Paulie estendeu a mão para mim, e aceitei, quase em seguida ela me levou para perto, me acolhendo em seu corpo. Ela chorava, chorava de uma forma que eu nunca a tinha visto chorar, e me senti culpada por cada lágrima. Chorei quietinha, em silencio, aquele choro dolorido de quem não quer incomodar, por não entender o que estava acontecendo ali. Escuto baixinho, de repente, então Paulie sussurrar. "Deixa ela ir, Lizzie?...você a projetou, Li,...para querer ficar mais próxima de mim!"  Aquilo esmagou meu coração, tirou minha consciência. Jenny existia, e eu tinha que salvá-la, Paulie precisava levar ela para casa, só assim ela estaria bem, segura, feliz...
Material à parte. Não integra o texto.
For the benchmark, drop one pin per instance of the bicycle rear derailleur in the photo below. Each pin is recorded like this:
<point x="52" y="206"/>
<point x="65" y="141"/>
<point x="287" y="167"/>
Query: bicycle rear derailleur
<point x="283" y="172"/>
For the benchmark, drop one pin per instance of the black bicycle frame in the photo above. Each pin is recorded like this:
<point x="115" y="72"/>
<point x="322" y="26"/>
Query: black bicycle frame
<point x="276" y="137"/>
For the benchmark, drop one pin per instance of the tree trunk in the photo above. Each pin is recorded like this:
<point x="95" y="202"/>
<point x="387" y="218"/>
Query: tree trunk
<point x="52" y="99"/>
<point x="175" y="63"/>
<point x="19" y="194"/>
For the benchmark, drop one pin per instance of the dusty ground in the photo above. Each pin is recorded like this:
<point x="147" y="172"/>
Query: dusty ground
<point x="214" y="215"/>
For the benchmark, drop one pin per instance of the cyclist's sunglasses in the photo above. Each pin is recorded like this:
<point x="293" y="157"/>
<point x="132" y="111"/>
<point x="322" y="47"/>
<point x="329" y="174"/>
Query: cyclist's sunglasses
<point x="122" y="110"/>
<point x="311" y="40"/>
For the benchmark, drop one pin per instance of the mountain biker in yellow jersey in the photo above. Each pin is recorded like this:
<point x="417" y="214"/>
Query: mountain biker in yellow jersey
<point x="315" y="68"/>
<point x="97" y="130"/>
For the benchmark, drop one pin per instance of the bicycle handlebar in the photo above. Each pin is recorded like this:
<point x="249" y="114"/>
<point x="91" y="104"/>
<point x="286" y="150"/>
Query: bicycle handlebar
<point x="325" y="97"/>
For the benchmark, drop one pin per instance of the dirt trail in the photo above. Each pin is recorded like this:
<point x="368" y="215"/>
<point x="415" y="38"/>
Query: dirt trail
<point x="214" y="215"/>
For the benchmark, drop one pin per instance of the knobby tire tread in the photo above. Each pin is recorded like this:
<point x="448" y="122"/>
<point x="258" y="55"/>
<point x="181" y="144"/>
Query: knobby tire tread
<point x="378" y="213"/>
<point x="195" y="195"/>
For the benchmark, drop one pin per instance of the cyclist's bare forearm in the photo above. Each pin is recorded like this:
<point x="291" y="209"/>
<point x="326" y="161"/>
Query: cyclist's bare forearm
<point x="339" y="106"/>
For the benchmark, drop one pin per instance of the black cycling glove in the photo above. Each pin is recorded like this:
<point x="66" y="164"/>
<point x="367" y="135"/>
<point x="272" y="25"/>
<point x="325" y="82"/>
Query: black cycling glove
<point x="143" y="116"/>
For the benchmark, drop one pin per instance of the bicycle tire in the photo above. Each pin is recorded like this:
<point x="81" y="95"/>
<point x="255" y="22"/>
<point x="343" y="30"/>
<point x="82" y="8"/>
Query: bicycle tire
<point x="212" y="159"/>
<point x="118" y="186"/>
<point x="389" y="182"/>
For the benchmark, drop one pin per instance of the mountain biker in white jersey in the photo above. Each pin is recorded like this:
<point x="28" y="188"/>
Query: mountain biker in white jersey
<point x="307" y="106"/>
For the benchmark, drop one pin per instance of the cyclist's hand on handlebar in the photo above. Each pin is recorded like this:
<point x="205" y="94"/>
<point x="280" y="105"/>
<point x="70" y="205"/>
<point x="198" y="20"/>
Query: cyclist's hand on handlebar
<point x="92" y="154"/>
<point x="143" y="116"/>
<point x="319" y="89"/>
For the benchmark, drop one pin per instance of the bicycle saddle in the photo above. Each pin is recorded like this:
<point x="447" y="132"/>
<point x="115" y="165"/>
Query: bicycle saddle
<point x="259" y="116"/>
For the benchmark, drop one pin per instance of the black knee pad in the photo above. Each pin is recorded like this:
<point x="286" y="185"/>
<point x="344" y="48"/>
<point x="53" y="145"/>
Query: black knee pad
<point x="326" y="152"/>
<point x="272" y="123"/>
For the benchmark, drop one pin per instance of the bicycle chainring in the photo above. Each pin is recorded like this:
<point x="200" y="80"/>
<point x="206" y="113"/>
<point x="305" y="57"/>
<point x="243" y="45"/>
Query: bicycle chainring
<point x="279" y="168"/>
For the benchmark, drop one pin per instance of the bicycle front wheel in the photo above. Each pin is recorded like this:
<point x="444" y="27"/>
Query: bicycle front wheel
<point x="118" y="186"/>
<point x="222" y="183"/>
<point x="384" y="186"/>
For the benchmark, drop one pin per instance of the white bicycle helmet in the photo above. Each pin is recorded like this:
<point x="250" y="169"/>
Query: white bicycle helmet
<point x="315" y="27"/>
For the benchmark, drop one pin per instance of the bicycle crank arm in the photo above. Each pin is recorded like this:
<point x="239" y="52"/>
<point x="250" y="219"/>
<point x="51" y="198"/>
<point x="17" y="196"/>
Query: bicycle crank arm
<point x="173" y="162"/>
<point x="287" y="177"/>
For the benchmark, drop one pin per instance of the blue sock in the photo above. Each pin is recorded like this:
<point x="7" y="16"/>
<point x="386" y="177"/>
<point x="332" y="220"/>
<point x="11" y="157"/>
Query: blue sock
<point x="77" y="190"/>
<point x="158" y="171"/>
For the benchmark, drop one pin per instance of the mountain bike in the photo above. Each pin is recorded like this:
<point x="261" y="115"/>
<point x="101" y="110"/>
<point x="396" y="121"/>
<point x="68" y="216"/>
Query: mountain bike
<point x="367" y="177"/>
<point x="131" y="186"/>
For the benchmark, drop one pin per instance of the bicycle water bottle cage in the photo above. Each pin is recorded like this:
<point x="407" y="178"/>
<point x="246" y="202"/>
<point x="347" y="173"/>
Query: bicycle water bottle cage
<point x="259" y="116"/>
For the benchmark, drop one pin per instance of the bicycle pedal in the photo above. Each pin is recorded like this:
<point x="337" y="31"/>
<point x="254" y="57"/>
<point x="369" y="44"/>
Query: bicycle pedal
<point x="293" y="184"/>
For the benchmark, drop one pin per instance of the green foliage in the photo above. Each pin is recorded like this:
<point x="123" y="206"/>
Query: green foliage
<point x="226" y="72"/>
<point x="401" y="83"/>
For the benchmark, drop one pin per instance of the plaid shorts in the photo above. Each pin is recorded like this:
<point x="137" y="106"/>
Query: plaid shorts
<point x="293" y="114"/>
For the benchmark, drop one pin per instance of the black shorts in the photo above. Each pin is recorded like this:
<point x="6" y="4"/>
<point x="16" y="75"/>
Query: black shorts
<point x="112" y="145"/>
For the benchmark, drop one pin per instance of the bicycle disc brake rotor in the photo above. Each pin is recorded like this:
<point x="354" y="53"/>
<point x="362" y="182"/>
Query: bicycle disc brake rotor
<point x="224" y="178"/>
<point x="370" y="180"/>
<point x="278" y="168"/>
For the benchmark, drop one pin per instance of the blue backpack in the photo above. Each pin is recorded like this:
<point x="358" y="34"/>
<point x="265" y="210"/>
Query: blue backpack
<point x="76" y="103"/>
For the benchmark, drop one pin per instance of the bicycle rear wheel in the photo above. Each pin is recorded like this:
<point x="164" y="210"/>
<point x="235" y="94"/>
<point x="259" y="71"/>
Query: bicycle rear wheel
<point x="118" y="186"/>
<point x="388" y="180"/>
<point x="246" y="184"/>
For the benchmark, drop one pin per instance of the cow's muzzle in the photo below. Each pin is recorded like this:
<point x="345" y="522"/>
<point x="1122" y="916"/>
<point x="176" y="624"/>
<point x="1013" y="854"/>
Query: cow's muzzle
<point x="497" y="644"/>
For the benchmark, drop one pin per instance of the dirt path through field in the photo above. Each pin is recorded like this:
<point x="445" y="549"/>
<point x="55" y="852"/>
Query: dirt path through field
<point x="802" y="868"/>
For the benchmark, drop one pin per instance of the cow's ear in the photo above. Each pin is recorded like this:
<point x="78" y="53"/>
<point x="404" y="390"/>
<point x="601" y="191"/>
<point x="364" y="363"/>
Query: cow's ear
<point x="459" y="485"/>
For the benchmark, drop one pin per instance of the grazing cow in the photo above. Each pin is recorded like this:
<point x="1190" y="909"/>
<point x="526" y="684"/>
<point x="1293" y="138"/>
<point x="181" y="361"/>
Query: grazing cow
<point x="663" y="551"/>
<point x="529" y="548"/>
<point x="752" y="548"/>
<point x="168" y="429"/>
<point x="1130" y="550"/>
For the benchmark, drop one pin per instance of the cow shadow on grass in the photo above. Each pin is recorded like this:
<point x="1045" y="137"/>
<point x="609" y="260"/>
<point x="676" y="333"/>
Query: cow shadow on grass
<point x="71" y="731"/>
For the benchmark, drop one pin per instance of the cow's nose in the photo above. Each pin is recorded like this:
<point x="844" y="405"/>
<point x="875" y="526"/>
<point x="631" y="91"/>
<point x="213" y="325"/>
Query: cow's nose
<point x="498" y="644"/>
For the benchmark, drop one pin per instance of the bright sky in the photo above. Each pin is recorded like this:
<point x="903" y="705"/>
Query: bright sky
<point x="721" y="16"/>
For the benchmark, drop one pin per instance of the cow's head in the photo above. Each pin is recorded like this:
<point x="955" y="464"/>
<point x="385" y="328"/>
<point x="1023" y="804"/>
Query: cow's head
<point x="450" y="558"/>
"Não a deixe sozinha, P.!" Pedi, com a voz de choro. "Ela só tem quatorze anos...apesar de achar que é toda mais velha, ...ela é só uma menina..." Entre alguns soluços, tentava explicar a ela. "Ela teve sorte de vir parar aqui...teve sorte de vir parar aqui em um lugar onde alguém conhecia a mãe dela...mas ela não pode ficar perdida no tempo...como vamos saber onde ela vai parar?" Insistia, naquele desespero de provar a ela que não podia abandonar Jenny, por mais que ela fosse toda rebelde, ela ainda precisava de uma mãe.

"Eu..." Ela voltou a falar. "...prometo levá-la para casa, está bem, amor?!" Concordei com a cabeça, e ela me abraçou mais juntinho.

"Obrigada Paulie..."

"Shhhh" Ela pediu. "Fica só aqui quietinha comigo, Lizz, apenas fica comigo, está bem?!" Ainda me abraçando, ela foi se sentando no chão, me levando junto. E em meio ao abraço seguro e os carinhos dela, algum momento depois eu cedi ao cansaço, pegando no sono.